Financial statements tell us about the past. They are a record of what a firm has done in the past. How can analysis of financial statements be focused on a firm’s future? How is this possible?
What are the main differences between drivers and passengers? Do you think that the financial statements are passengers and that a firm’s economic and business realities are the drivers? Why or why not?
“Financial statement analysis should focus on analysing financial statements. It should not involve assessment of vague, confusing and hard-to-pin-down qualitative factors that surround a business. We need to get to the facts, not to people’s judgements.”
Critically discuss this statement. Outline the reasons and thinking behind this statement.
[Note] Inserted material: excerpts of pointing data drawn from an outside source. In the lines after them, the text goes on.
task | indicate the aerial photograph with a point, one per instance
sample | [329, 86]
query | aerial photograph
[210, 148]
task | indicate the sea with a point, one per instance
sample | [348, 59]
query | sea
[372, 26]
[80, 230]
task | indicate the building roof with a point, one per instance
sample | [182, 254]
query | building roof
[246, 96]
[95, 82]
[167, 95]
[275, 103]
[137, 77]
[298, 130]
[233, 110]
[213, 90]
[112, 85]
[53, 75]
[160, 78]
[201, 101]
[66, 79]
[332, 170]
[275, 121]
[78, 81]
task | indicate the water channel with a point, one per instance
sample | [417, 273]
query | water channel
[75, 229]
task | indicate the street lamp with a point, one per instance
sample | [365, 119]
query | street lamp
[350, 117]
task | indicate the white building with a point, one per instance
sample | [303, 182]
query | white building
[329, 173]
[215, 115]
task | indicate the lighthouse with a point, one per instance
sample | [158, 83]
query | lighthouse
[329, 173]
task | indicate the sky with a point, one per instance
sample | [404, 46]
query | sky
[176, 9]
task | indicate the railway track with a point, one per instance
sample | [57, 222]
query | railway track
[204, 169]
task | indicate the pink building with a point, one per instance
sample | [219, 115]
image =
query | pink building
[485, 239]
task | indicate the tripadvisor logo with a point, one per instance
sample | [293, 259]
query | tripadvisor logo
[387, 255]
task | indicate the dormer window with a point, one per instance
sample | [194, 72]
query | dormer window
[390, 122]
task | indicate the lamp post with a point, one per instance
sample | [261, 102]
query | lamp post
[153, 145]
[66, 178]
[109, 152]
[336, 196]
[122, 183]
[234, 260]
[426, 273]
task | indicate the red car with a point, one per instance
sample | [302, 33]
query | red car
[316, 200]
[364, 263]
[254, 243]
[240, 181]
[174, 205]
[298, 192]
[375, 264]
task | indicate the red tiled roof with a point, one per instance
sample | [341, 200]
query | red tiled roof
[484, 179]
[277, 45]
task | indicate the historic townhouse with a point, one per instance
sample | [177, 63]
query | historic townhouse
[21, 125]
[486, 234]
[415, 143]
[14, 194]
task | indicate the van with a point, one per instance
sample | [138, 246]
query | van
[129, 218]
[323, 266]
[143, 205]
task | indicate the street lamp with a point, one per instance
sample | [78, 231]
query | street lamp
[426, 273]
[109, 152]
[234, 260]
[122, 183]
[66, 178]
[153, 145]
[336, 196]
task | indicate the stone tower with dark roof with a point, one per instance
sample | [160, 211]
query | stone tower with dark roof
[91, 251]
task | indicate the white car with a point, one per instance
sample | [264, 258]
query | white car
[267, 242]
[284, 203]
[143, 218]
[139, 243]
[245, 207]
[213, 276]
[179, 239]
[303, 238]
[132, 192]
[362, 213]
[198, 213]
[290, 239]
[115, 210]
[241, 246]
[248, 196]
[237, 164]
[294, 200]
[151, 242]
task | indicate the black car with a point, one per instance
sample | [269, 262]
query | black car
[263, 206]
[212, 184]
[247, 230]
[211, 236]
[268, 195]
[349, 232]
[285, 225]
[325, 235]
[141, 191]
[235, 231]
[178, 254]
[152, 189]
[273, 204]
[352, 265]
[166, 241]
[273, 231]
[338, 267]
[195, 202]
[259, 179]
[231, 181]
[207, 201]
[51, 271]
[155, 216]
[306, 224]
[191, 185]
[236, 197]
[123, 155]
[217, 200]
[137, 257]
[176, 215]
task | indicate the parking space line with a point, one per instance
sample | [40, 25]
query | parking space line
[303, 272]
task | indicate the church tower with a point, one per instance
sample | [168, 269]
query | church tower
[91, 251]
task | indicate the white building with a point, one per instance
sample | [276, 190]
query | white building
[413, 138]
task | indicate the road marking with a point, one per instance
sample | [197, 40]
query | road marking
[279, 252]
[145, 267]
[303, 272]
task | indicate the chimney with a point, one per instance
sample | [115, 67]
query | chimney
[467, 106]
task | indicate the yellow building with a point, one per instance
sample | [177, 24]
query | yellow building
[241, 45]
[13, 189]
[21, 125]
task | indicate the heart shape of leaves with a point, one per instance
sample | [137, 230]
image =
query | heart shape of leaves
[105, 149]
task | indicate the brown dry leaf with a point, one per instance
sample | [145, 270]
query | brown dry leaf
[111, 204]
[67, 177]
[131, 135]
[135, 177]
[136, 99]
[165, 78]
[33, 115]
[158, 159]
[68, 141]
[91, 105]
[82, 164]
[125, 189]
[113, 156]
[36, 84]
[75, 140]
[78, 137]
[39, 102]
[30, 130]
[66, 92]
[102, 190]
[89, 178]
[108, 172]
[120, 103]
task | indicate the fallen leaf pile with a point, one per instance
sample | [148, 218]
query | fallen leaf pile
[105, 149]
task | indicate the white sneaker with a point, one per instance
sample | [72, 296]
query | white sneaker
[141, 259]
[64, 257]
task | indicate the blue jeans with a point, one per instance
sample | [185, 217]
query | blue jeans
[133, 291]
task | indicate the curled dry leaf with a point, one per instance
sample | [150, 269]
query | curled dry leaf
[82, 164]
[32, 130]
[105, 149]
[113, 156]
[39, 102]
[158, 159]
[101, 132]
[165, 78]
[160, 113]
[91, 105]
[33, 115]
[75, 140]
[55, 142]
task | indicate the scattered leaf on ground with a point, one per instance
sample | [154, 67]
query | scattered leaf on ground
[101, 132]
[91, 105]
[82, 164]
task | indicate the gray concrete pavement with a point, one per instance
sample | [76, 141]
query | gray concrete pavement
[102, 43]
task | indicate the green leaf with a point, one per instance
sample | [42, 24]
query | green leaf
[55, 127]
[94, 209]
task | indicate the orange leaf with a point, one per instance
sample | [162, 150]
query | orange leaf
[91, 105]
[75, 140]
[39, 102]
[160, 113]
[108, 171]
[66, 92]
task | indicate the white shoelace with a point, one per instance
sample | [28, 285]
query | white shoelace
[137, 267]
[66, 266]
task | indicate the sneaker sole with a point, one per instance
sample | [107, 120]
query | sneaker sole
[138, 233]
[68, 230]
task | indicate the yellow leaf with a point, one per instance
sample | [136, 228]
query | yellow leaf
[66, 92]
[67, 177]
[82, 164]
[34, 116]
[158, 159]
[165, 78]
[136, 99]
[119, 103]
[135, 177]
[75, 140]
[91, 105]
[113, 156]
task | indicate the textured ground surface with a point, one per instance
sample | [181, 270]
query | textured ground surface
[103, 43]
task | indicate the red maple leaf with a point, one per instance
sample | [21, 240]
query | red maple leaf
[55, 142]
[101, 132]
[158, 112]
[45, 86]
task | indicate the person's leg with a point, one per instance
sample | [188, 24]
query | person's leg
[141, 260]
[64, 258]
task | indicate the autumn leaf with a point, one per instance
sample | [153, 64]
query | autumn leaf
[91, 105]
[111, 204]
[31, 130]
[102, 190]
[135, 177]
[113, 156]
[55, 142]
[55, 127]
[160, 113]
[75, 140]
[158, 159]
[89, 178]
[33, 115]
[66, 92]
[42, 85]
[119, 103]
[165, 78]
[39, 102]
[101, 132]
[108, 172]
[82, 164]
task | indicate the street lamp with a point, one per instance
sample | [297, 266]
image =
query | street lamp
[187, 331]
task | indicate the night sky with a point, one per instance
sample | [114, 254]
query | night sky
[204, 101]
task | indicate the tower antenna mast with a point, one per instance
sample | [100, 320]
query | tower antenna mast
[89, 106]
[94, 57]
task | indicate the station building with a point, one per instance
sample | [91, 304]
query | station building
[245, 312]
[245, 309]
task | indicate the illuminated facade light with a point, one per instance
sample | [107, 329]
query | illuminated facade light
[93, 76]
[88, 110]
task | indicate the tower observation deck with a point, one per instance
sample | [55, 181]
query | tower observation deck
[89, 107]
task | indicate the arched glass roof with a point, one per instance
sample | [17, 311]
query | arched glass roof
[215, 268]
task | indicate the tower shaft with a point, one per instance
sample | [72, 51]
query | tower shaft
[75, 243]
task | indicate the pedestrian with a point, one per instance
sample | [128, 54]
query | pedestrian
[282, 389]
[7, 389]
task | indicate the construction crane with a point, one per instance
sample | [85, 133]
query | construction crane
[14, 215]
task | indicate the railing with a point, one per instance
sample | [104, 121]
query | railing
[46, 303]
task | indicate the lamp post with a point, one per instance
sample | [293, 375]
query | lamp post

Then describe whether, based on your current thinking, you agree or disagree with each of the underlying reasons of this statement that you identify.
Note: It is perfectly acceptable, indeed it is expected, that you might have any of a range of views or opinions about this statement (and about many other issues in relation to financial statement analysis). We are interested in what you think and, most importantly, why.
Why do you think so few people can use a firm’s financial statements to meaningfully assess its value? What do you think are the main barriers people face? What do you think are the main barriers you face in using financial statements to engage with the realities of firms?
“Without sales, a firm is dead. It will fail without sales. Thus, there is no such thing as ‘bad’ sales growth. The only ‘bad’ sales growth is no sales growth.” Critically discuss.